The USS Enterprise is mapping a sector that has never been visited before when an unknown object approaches it. It’s a colored cube that prevents the starship from going further and with which it proves impossible to communicate. After a long enough confrontation, Kirk decides to retrace his steps, but the cube follows the ship and begins to emit radiations. And only when the level of these becomes dangerous for life aboard the Enterprise the captain reluctantly decides to shoot with the phaser destroying the object, after having resisted for a while the pressure of the pilot on duty, Dave Bailey (Anthony Call), who had definitely lost control.
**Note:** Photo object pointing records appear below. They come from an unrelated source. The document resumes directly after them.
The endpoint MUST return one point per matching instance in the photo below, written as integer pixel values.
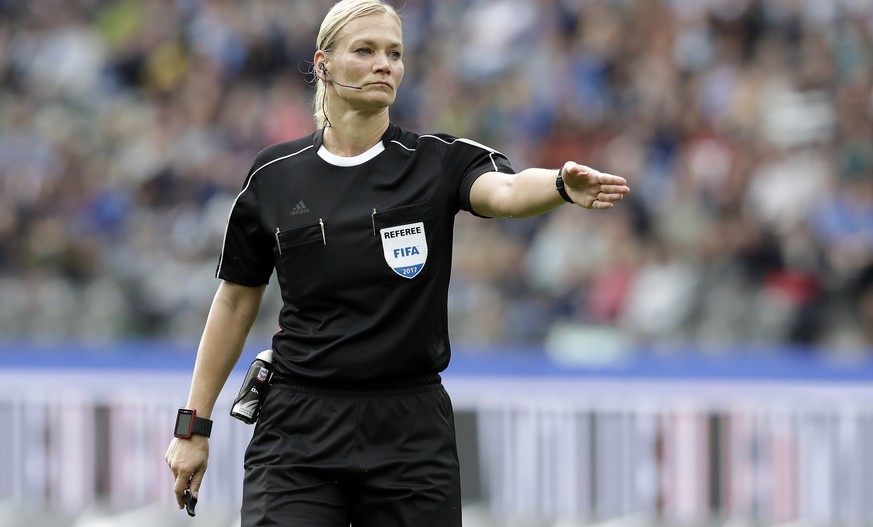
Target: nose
(382, 64)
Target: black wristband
(559, 184)
(188, 424)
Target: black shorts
(323, 457)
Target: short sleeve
(247, 250)
(469, 160)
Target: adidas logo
(300, 208)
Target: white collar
(359, 159)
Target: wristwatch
(559, 184)
(188, 424)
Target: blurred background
(745, 251)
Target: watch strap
(201, 426)
(559, 185)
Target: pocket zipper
(278, 245)
(323, 235)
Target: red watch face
(184, 423)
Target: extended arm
(532, 191)
(234, 309)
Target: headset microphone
(329, 76)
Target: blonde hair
(336, 19)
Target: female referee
(356, 219)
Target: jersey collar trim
(353, 161)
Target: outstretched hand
(592, 189)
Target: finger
(614, 189)
(610, 179)
(195, 482)
(609, 197)
(179, 490)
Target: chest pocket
(403, 232)
(296, 237)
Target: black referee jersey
(362, 248)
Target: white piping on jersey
(243, 191)
(463, 140)
(353, 161)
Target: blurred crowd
(744, 127)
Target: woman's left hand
(592, 189)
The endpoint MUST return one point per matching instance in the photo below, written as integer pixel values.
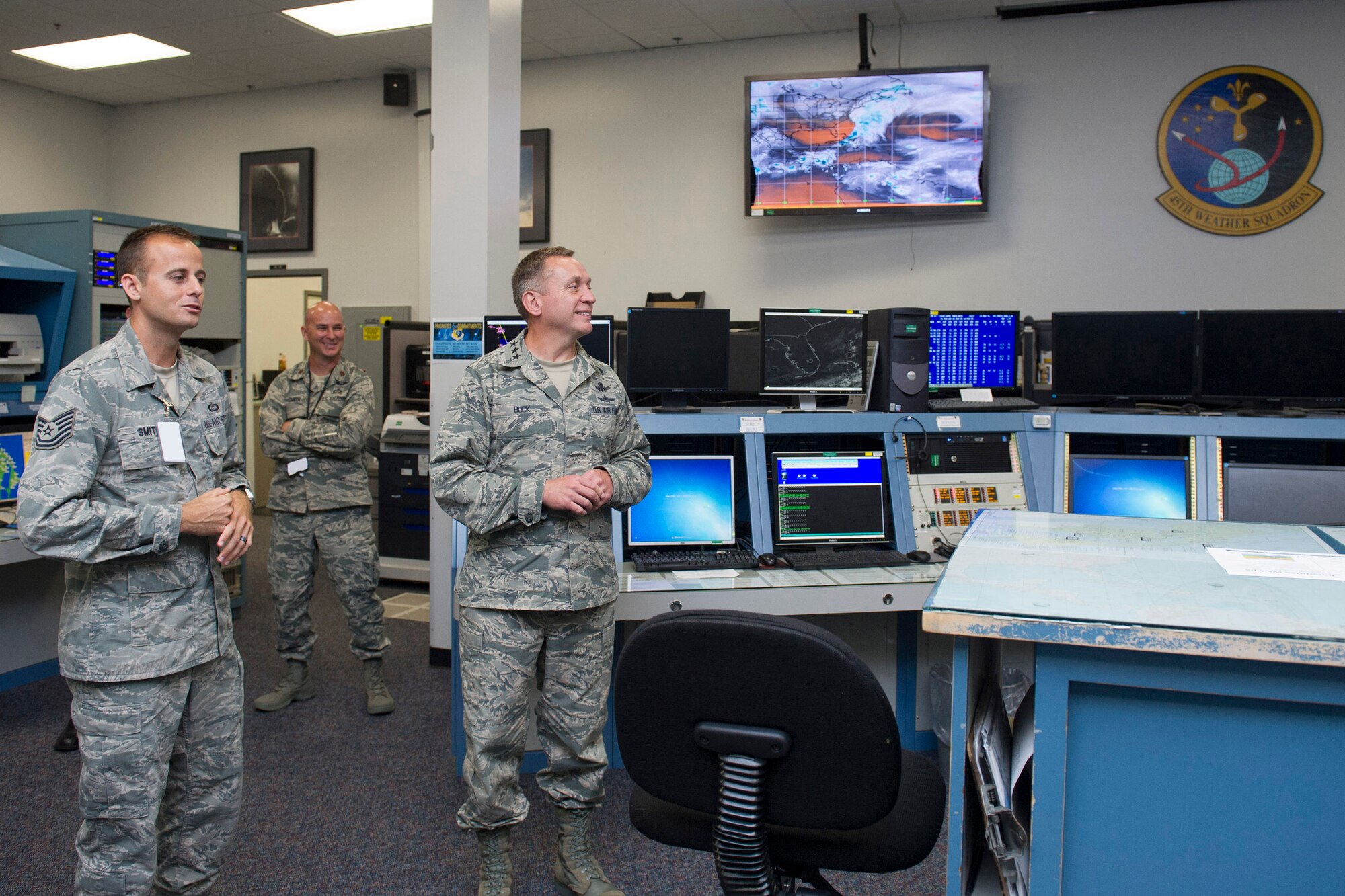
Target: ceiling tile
(205, 10)
(594, 45)
(549, 26)
(124, 15)
(271, 29)
(329, 53)
(644, 15)
(194, 68)
(676, 37)
(767, 28)
(712, 11)
(202, 37)
(128, 96)
(264, 60)
(241, 84)
(533, 52)
(393, 44)
(188, 89)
And then things get ugly! A huge and spherical spaceship commanded by a certain Balok (played by Ron Howard’s brother, Clint Howard) intercepts the Enterprise and warns it that, due to the hostile act towards the probe (only at that point it is discovered that the cube was a space buoy of the First Federation), it will be destroyed. Kirk tries to explain himself but Balok doesn’t want to listen. Only Kirk’s bluff, in which he argues that thanks to the corbomite any attempt at destroying the ship will in turn destroy the attacker, seems to calm Balok. At that point, the latter decides to escort the Enterprise to his home planet, rather than destroying it. The final plot twist kicks away the high level of tension sustained throughout the episode (perhaps for a bit too long, to tell the truth: some scenes really drag), and I really hope that this First Federation will appear again in future episodes. It seems to possess a more advanced technology than the Federation that we are used to know and could provide for interesting stories! Ciao!
PS: one scene demonstrates once again that, after all, we are in the Sixties. Yeoman Rand brings Kirk a dish of vegetables, he complains (a real man cannot eat only vegetables, can he?), and then even adds a sexist remark: When I get my hands on the headquarters genius that assigned me a female yeoman…
PPS: and this episode also marks the first reference to poker, when Kirk explains to Spock his intention to bluff with Balok. I wonder if this is the genesis of the idea of having the various Riker, Data, Troi, LaForge… playing poker in The next generation!